Aside from watching musicals on TV with her mum, she had no ties to the acting world but knew she loved plays and writing stories.
However, despite her passion for English literature, Jo was known as a “lovable rogue” at school and struggled with her studies. She ended up leaving full-time education at 14 with no qualifications.
“I was really bad at school,” she said. “The teachers loved me but they couldn’t engage me at all. I thought, ‘I’m going to leave’.”
Jo left school to work on a market stall before becoming a milkwoman in 1988 – supposedly the first milkwoman in Manchester.
But her entire life changed following a trip to Jamacia when she was 20-years-old. Jo recalls having an epiphany and realised she needed to follow her dream of becoming an actress.
“I went with my boyfriend and we were there for a month,” she added. “It was breaking my heart. I wanted to be an actress. I could have all the money in the world and I still wanted to be an actress.
“I hated myself and I was so unhappy. When I came back from Jamacia – I didn’t know how I was going to do it – but I knew I would be an actress.”

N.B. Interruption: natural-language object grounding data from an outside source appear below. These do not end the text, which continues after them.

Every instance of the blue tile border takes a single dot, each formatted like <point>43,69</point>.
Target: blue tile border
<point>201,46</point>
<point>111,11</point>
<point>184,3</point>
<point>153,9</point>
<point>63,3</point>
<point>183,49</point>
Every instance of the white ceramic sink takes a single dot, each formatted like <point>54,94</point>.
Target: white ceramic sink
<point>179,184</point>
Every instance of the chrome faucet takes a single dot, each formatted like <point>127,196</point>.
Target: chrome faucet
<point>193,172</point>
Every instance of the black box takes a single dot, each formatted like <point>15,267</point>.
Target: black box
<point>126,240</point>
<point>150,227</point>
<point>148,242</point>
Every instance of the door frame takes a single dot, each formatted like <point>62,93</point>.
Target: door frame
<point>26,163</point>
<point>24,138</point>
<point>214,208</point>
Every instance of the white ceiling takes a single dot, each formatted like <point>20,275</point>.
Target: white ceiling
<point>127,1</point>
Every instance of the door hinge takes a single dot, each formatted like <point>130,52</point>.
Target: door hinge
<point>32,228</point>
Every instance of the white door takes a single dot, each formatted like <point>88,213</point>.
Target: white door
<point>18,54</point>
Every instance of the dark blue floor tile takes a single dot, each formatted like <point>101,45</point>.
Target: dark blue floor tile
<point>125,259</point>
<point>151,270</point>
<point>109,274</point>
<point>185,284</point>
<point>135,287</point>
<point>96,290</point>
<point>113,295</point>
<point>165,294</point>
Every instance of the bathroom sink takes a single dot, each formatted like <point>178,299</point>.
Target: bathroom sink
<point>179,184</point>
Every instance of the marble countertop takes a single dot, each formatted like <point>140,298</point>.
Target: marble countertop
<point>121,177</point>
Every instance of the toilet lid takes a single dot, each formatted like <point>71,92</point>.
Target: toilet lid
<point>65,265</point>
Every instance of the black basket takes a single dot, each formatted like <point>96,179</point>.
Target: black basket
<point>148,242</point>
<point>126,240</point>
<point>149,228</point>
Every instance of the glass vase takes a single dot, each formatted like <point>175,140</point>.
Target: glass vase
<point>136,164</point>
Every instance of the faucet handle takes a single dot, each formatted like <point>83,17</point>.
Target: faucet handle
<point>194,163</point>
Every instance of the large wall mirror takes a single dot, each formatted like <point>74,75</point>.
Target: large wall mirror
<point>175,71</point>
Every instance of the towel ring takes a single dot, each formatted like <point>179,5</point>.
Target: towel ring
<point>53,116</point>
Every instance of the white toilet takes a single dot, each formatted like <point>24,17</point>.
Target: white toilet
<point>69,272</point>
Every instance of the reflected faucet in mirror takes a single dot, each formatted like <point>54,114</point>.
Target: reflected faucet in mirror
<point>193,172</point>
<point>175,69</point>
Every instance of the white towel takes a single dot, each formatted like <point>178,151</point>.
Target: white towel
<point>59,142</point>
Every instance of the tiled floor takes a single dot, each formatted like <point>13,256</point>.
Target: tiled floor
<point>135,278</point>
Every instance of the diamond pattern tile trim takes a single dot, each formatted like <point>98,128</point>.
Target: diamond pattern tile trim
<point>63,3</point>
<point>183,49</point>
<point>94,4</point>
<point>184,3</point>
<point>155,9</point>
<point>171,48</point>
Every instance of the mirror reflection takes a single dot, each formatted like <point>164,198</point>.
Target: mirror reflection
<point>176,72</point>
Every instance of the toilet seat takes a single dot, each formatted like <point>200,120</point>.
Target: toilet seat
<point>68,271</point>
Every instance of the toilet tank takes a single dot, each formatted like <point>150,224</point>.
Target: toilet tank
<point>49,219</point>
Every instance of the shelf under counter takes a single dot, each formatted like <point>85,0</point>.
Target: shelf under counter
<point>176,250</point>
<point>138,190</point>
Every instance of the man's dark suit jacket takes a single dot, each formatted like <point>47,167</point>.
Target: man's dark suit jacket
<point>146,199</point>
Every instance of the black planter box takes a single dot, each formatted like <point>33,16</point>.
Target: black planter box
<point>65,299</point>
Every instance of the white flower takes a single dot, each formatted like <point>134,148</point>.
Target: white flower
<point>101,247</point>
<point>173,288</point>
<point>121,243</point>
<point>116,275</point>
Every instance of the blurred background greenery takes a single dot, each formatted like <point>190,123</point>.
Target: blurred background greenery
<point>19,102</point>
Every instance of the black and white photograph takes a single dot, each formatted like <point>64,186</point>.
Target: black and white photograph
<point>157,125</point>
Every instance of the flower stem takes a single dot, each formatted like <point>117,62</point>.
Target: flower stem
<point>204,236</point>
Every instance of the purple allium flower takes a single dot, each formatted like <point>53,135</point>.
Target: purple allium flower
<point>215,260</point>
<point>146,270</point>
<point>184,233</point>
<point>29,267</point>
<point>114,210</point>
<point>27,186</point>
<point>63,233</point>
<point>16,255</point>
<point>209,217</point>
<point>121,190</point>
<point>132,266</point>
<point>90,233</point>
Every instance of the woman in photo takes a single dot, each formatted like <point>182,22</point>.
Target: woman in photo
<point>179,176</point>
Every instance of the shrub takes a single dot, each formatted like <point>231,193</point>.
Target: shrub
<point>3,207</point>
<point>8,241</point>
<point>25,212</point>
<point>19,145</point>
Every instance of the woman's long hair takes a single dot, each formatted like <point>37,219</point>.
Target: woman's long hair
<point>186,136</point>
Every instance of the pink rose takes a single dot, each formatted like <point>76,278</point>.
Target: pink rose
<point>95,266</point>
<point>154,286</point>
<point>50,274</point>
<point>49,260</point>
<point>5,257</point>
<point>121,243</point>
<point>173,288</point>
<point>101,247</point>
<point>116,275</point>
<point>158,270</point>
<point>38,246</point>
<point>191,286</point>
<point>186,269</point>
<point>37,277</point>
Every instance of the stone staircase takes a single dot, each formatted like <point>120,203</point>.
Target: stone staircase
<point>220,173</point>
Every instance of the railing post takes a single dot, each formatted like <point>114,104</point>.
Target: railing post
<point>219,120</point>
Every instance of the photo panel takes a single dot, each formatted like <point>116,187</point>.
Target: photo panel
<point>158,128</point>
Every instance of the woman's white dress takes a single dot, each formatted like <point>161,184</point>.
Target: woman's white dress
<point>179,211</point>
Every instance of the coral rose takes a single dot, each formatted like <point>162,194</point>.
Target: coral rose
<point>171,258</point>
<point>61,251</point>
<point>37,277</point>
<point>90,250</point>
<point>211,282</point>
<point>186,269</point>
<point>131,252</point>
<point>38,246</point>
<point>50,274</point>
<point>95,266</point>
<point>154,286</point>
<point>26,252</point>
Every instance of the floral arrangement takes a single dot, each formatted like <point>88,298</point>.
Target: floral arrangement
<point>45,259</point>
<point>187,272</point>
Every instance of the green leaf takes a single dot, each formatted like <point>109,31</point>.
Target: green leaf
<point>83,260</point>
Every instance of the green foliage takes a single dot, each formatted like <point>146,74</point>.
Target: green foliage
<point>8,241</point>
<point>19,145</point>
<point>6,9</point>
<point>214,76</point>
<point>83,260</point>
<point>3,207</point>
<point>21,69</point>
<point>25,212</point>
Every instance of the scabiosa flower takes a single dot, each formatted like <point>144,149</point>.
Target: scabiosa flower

In 1993, Jo enrolled in a course at Manchester College so she could gain some GCSEs. By
chance, she spotted an advert for a BTEC performing arts programme. Despite needing qualifications for the course, she “begged and pleaded” college staff and was allowed to take the class.
Despite developing bell's palsy, a condition which causes sudden weakness in the muscles on one side of the face, Jo went on to go to drama school and graduated aged 30.
In 2005, she decided to open her own stage school – Footlights – going on to open 17 franchises in 20 separate locations and turning over £2m a year.
But over the last five years, Jo has decided to take her dream one step further by building her very own theatre from scratch. ‘The Empty Space’, located in MediaCityUK, was formerly an empty industrial unit.
It’s now a fully kitted out 155-seater theatre – holding its very own performance of Aladdin this month. The cast includes professionals from across the north west, including 22 local children.
“I’m the proud owner of a beautiful theatre,” Jo added. “The reception has been absolutely wonderful. Without Wyllie Longmore, the founder of the Arden School of Theatre believing in me, I wouldn’t have got this far.